How many clients have you worked with who pick the concept you want them to pick? Moments before a key presentation, there you are nervously wondering what’s going to happen. It’s one of design’s great moments of truth. You wonder/ Will they like it? Did we answer the brief? Which one will they choose? Shall we put a safe option in or will they hate everything anyway? Ah yes, the fear of failure, that wonderful force of creative motivation.
From the client side things aren’t easy either. They have the tricky task of making the decision. They have to choose and they have some concerns of their own too. What if everyone hates it or the press finds out how much it cost? What if your boss doesn’t like it?
Client reputations can be built or shattered through a branding experience. Should you play it safe or go for it, research until you get the answer you want or go with gut instinct? There is no guarantee of success, so clients have to choose very carefully.
Of course, some consultancies only present one option. It’s usually around a big idea backed up with a very persuasive argument. It takes a lot of guts to go in with no plan B. It’s a technique advertising agencies are famous for using, whereas design businesses tend to approach things with a more inclusive, ’more options’-driven strategy.
Both approaches have their advantages and pitfalls. The first, again favoured by ad agencies, is clearly high-risk, but if you get your big idea right it can build reputation for your consultancy and your client – the internal buzz can make for exciting times and clients will be friends for life. The downside is loss of confidence from both the client and the creative team if the big idea is rejected. While the client seemingly ’doesn’t get it’, the consultancy finds itself on the back foot, having lost time and faith in the client and seeing profit going out of the window so it is no surprise when work is compromised. In advertising, ’bad ads’ are easily forgotten and we TV-watching consumers are used to switching off if we don’t like what we see.
Not so for design, and especially in branding. The damage can be more lasting. Consignia, Monday, British Airways tail fins anyone? All these high-profile failures in branding have served to weaken our fragile industry and live long in our memories. The media – especially The Sun – have had fun at our expense, and before anyone says branding is more than a logo, try telling that to Sebastian Coe and the 2012 London Olympics team – you can’t blame them for playing it safe.
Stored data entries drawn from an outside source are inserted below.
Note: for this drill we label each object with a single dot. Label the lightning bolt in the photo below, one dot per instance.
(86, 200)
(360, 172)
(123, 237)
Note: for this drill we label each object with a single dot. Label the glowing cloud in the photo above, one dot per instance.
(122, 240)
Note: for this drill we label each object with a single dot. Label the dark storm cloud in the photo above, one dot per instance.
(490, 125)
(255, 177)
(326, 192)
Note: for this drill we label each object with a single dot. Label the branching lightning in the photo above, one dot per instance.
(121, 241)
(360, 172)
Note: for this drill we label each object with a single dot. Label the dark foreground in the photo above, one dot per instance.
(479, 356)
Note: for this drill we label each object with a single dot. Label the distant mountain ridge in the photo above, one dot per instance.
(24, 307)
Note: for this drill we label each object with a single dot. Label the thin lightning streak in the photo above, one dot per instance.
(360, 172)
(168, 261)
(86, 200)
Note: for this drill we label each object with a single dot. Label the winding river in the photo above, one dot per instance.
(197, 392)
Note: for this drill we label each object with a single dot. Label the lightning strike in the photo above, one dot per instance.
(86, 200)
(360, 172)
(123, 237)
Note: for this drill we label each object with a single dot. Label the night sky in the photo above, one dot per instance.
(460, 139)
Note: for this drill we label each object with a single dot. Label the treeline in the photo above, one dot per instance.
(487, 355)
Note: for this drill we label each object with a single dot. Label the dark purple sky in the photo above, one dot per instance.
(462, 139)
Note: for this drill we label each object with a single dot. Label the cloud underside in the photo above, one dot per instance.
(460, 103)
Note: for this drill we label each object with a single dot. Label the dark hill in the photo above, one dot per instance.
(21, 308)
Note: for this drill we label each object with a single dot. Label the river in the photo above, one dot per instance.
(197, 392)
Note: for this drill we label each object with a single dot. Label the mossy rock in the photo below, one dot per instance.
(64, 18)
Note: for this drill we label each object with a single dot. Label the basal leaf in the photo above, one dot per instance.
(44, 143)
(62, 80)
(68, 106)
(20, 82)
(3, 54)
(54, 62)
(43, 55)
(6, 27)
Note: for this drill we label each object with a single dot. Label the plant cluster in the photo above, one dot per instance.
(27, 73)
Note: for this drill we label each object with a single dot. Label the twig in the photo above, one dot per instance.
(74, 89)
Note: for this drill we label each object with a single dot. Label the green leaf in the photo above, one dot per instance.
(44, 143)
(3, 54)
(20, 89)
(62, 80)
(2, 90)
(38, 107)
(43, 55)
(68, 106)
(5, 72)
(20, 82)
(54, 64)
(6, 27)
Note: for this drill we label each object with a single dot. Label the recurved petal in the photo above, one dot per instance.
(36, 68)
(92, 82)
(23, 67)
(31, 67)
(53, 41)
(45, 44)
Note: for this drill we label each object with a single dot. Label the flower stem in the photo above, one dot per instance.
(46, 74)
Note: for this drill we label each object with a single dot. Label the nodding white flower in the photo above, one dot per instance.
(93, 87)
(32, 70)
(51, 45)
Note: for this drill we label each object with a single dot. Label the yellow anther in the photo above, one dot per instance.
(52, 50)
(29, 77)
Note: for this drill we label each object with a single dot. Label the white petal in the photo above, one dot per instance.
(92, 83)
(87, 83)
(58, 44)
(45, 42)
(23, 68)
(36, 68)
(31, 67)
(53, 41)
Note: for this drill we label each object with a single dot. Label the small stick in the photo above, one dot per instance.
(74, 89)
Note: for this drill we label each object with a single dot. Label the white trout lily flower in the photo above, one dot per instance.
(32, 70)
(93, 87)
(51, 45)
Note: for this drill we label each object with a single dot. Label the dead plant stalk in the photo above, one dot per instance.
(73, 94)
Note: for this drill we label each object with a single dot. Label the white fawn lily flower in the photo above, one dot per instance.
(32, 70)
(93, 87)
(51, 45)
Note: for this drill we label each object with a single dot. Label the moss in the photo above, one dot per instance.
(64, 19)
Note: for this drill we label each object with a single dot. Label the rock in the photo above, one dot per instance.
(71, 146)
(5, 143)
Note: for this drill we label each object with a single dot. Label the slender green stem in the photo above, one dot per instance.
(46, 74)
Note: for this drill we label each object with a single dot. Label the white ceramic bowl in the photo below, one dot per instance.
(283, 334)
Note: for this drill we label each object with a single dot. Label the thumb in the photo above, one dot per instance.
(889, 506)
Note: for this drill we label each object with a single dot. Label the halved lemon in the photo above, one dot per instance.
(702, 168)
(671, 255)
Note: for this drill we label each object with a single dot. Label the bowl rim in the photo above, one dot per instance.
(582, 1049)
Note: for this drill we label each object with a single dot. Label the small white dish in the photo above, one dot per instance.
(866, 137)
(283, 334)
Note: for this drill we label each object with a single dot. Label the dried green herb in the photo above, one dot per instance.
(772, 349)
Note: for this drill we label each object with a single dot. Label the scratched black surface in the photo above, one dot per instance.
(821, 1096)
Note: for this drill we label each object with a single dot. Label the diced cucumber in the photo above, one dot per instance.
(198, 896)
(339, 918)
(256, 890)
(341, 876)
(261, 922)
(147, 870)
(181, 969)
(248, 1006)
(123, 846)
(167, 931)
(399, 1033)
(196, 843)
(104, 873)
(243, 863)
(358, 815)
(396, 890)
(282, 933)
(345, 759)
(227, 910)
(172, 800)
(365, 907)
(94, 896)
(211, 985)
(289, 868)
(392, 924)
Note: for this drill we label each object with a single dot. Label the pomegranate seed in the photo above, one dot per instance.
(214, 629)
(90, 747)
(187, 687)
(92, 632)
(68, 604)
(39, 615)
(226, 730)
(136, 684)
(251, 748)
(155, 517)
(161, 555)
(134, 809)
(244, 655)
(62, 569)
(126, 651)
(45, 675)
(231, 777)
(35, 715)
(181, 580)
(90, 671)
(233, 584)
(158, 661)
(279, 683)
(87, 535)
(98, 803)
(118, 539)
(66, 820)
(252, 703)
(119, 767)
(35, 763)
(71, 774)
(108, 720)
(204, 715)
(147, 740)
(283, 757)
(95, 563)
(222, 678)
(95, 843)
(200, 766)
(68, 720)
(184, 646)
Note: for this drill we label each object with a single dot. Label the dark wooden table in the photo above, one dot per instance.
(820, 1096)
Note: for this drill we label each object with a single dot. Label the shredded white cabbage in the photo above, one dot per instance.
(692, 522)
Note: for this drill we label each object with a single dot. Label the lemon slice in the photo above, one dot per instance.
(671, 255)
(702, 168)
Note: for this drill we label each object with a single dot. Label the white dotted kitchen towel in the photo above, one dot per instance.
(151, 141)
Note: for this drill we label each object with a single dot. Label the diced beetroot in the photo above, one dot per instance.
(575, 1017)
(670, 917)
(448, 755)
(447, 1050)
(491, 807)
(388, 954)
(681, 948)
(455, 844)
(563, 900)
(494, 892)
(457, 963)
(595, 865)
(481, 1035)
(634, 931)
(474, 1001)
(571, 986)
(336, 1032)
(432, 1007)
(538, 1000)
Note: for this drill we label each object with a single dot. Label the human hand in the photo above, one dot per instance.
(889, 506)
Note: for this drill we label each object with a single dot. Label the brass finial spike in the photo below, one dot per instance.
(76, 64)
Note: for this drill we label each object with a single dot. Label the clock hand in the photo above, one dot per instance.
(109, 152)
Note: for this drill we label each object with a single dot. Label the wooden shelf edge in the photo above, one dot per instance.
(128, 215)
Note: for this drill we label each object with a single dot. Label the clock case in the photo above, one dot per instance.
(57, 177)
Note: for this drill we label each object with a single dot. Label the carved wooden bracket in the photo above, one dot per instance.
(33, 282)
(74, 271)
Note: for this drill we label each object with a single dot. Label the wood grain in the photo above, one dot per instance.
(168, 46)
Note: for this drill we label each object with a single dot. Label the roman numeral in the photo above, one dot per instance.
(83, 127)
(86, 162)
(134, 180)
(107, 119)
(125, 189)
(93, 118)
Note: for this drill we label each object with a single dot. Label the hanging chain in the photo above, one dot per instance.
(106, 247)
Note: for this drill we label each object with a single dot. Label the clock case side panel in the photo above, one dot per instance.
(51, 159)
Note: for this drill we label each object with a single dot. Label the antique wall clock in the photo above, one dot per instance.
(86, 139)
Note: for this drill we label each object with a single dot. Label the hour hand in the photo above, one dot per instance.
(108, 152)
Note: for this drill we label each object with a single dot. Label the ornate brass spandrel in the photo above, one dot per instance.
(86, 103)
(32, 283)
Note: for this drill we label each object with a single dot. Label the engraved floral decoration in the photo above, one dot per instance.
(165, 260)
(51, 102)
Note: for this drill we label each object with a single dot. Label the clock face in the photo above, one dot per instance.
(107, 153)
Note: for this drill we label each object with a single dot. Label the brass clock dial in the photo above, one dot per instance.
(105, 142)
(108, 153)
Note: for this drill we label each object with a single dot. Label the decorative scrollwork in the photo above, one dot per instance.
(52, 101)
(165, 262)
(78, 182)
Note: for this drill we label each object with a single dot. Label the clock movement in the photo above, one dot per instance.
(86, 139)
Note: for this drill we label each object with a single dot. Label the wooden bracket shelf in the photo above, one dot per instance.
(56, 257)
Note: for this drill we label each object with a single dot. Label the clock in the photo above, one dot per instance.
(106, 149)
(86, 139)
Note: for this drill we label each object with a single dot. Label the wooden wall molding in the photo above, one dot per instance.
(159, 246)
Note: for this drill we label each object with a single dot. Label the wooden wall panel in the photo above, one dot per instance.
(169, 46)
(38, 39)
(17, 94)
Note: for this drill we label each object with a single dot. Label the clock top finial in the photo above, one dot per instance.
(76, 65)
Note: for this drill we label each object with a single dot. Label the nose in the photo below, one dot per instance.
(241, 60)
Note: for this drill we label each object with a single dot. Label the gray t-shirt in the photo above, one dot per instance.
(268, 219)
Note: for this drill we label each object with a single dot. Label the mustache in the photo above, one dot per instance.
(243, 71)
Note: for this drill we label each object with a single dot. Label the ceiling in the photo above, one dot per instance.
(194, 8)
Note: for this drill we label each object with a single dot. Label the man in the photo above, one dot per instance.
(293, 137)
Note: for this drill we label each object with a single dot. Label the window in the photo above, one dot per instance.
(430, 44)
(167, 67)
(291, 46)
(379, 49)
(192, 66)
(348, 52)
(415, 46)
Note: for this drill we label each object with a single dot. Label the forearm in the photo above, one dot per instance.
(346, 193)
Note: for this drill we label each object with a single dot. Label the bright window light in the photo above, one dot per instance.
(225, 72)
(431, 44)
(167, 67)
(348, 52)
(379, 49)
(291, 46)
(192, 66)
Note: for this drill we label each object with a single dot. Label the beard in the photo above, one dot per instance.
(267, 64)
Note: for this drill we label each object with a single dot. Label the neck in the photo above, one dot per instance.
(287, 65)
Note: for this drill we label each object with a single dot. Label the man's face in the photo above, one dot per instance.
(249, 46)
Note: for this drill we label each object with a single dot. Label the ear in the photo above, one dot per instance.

I think the branding process has become risk-averse, with everyone worried about getting it wrong. We in design have reflected this by creating ’safe options’ that offend no one, but contribute little in real value. Small wonder the price of identity programmes has gone down dramatically over the years. But our approach isn’t risky, is it? In design we love involving the client’s opinions in our work and we’ve basically built our business around the iterative nature of the creative process.
We present a number of creative options that we hope meet the brief, and all can usually be explained rationally. So what can we do to improve our strike rate and producing the very best work?
For a start, we really need to know our clients’ agenda. What are the real challenges going on behind the scenes that are driving this process? Knowing the elephant in the room can be much more useful than just understanding a client’s business and it’s often more telling what the client doesn’t tell you.
Second, we really need to deliver better, more analytical and elegantly designed identities. IBM, Penguin and the Institute of Directors are all examples of intelligent, simple and beautifully designed identities (by Paul Rand, FHK Henrion and Alan Fletcher respectively). This is a subjective area, but we have to stop thinking that a great brand strategy will automatically deliver a great brand identity, it won’t. We need to invest time and money in creating great design and nurture our talent, both young and experienced.
Third, let’s have a good debate. Constructive and subjective criticism is essential and unavoidable. Research can be valuable in both quantitative and qualitative forms, and brand alignment can help take people with you, so let’s embrace and use these processes and tools intelligently to build the case for better branding.
And, finally, let’s stand up and be counted. The good work will be the stuff that our industry will quote as exemplary. A dog is a dog, and it’s better that our industry admits we don’t always get it right, in the same way that celebrities who fall from grace and stick their hand up and say they made a mistake often bounce back with greater popularity.
Right now it’s a tough climate for branding. Coupled with client pressure to avoid risky decisions we have to be at our very best to produce brand identities the industry can be proud of again.
Best get started, then.
Agenda for great work
Try to read between the lines to find out what’s going on behind the scenes at your client – unearth its true intentions with the project it’s asking you to do for it
Make sure the work you produce is top-notch – a good brand strategy is no substitute for good design
Be open to constructive criticism and make the most of the tools available to you, such as research
If things go wrong, don’t hesitate to admit your mistake and move on
Franco Bonadio is chief executive of Identica.